Whether in the development of autonomous robot systems, novel functional materials, the optimisation of energy systems or the improvement of climate models, AI and machine learning (ML) are an important part of research at KIT.
To further promote the application of these future technologies, KIT is involved in the HAICU, a research-oriented platform of the Helmholtz Association for Applied AI that promotes cross-field research projects. Similarities between applications are identified and developed, and the creation of new methods are promoted.
"AI requires one thing above all else - an extreme amount of computing power," says Martin Frank, Director at the Steinbuch Centre for Computing (SCC) and Professor at the Institute for Applied and Numerical Mathematics (IANM) of KIT. "Conventional computer systems reach their limits when training AI with large data sets. Many AI algorithms can be accelerated with specialized hardware. For our researchers, access to accelerated computing systems is a decisive competitive factor today."

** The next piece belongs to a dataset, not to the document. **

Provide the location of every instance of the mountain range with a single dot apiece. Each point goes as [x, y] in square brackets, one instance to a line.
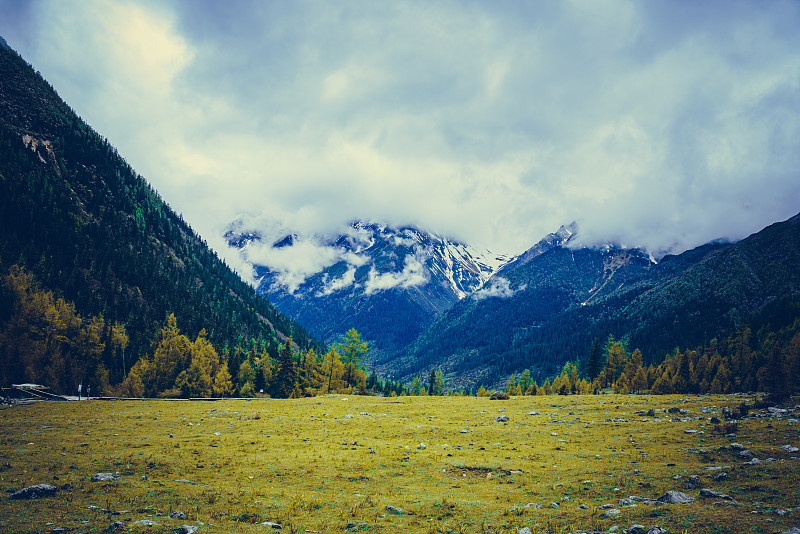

The SCC at KIT has used the procurement for its upcoming "Hochleistungsrechner Karlsruhe", or "HoreKa" for short, supercomputer to form a collaboration with NVIDIA, the leader in accelerated computing, to be the first location in Europe to deploy NVIDIA DGX A100 systems. The three DGX A100 systems, now installed at SCC, are high-performance servers containing eight NVIDIA A100 Tensor Core GPUs each. Each DGX A100 provides five PetaFLOPS of AI computing power, i.e. five quadrillion computing operations per second - about five times faster than the earlier NVIDIA DGX system based on NVIDIA V100 GPUs. At the same time, the new accelerators have been equipped with significantly larger and faster main memory and NVSwitch to provide full NVLink bandwidth of 600 GB/s between any pair of GPUs. The DGX A100 systems are connected via the high-performance NVIDIA Mellanox HDR InfiniBand interconnect technology and leverage its in-network computing engines to deliver top performance.
"Researchers are now able to train significantly larger neural networks in a much shorter time with even larger amounts of data," said Frank.
AI helps solve humanity's problems
The new NVIDIA DGX A100 systems also allow researchers to optimize their applications for KIT's future HoreKa supercomputer. HoreKa will also use NVIDIA A100 accelerators, but 740 instead of just eight per DGX system. Once the full system is operational in summer 2021, HoreKa is expected to be one of the ten fastest supercomputers in Europe.
"AI and machine learning can dramatically accelerate scientific computations in the most significant areas of research, where the world's problems are being solved," says Marc Hamilton, Vice President of Solutions Architecture and Engineering at NVIDIA. "Our new DGX A100 systems with Tensor Core GPUs and NVIDIA Mellanox HDR InfiniBand interconnects support this accelerated research and will speed up scientific discovery for a broad range of important research."
The new AI systems at KIT can also be used to help fight the current pandemic, such as by accelerating drug discovery research, the detection of infection hotspots, predicting propagation patterns, or relieving medical personnel during the analysis of X-ray images. Corresponding AI research initiatives have already been started at KIT and in the Helmholtz Association.